The Bachelor's Promise (Bachelor Auction)

By: Naima Simone



Like shit happened. Usually bad shit.

“Right,” he drawled. “I have to admit, I’m pretty surprised at the tactic you chose. From what I remember, your brother was the showman with a flair for drama. You were a little more…subtle.” Conniving. Sneaky. She could easily read between those lines. “Is he act two? Does he or your father plan on showing up soon, too, if you don’t seal the deal?” He sneered.

Just the mention of her father, even when it was laced with revulsion, momentarily stole her breath. Pain lanced her heart, and she curled her fingers into a tight fist as if she could contain the grief, the loss, inside her hand.

“Tony isn’t with me, and Dad…” She paused, swallowed past the wedge of emotion clogging her throat. “Dad’s dead,” she whispered. “He passed four months ago.”
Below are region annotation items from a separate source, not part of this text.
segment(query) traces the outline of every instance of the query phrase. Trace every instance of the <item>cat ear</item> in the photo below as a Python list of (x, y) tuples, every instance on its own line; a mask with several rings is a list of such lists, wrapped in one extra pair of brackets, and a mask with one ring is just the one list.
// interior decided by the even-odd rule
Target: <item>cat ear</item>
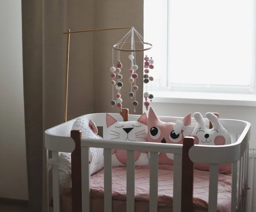
[(95, 124), (94, 122), (93, 122), (91, 119), (90, 119), (89, 120), (89, 126), (92, 130), (93, 132), (94, 133), (94, 134), (98, 134), (98, 128), (97, 128), (97, 127), (96, 126), (96, 125)]
[(192, 116), (192, 114), (191, 113), (189, 113), (189, 114), (188, 114), (186, 116), (185, 116), (184, 118), (182, 119), (182, 122), (185, 126), (191, 125)]
[(195, 121), (198, 122), (198, 126), (202, 127), (205, 127), (205, 122), (201, 113), (198, 112), (195, 113), (194, 113), (194, 118)]
[(148, 117), (145, 113), (143, 114), (139, 119), (137, 120), (138, 122), (142, 123), (144, 124), (147, 125), (148, 124)]
[(108, 113), (106, 113), (106, 123), (107, 124), (107, 127), (109, 127), (111, 125), (113, 124), (118, 121), (115, 119), (111, 115)]
[(148, 119), (150, 120), (150, 121), (160, 121), (159, 118), (157, 116), (157, 115), (154, 111), (154, 110), (152, 109), (152, 107), (149, 108), (149, 112), (148, 112)]

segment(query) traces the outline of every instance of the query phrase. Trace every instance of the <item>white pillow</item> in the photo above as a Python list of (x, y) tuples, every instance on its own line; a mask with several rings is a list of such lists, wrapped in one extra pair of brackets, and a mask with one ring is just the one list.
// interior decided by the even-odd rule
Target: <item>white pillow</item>
[[(102, 139), (97, 135), (98, 129), (91, 120), (82, 118), (76, 120), (71, 130), (79, 130), (82, 132), (84, 139)], [(91, 175), (102, 169), (104, 166), (103, 149), (90, 148)], [(60, 185), (64, 188), (71, 187), (71, 154), (69, 153), (59, 153), (59, 175)]]

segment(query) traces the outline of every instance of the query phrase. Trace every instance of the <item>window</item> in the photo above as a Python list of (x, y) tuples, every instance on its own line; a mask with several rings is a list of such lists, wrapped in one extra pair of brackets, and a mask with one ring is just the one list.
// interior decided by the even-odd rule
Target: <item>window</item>
[(253, 0), (145, 0), (152, 89), (254, 93), (256, 6)]

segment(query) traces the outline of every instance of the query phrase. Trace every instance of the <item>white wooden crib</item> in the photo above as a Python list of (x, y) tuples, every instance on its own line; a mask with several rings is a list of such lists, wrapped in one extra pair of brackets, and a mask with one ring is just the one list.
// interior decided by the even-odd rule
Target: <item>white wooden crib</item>
[[(120, 114), (111, 115), (118, 121), (123, 121)], [(230, 211), (246, 211), (250, 123), (243, 121), (220, 119), (221, 124), (231, 134), (233, 143), (225, 146), (207, 146), (194, 145), (193, 139), (190, 137), (184, 139), (183, 145), (106, 140), (104, 139), (104, 133), (106, 131), (106, 113), (91, 114), (81, 117), (84, 116), (93, 120), (97, 126), (103, 127), (103, 139), (81, 139), (81, 132), (78, 131), (73, 130), (70, 133), (70, 129), (76, 119), (48, 129), (45, 131), (45, 147), (52, 151), (52, 158), (55, 161), (58, 162), (59, 152), (73, 153), (72, 154), (73, 212), (90, 211), (90, 147), (104, 149), (105, 212), (111, 212), (112, 210), (112, 204), (110, 204), (112, 202), (111, 149), (127, 151), (127, 212), (134, 211), (134, 151), (147, 151), (151, 153), (150, 212), (157, 211), (158, 153), (174, 154), (172, 211), (193, 211), (193, 163), (210, 164), (209, 212), (215, 212), (217, 210), (218, 164), (232, 163)], [(137, 120), (139, 117), (138, 115), (130, 115), (128, 120)], [(163, 121), (173, 122), (175, 122), (177, 119), (182, 119), (165, 116), (159, 118)], [(209, 120), (206, 119), (205, 121), (207, 125), (208, 123), (209, 125)], [(196, 124), (192, 119), (192, 125), (195, 126)], [(58, 162), (53, 165), (52, 175), (54, 211), (59, 212)]]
Years of drinking alcohol had taken its toll in the past two years. Frank’s health had steadily declined as he suffered first from hepatitis, and finally, dying from cirrhosis of the liver in July.

Silence permeated the room. Not a flicker of emotion touched Aiden’s face.

“I’m sorry for you,” he said, his tone quiet, soft…surprising her. Considering his hatred for her family, she hadn’t expected anything from him. Yet his four words somehow seemed more sincere than the effusive but empty, hypocritical platitudes from her father’s drinking buddies and cohorts.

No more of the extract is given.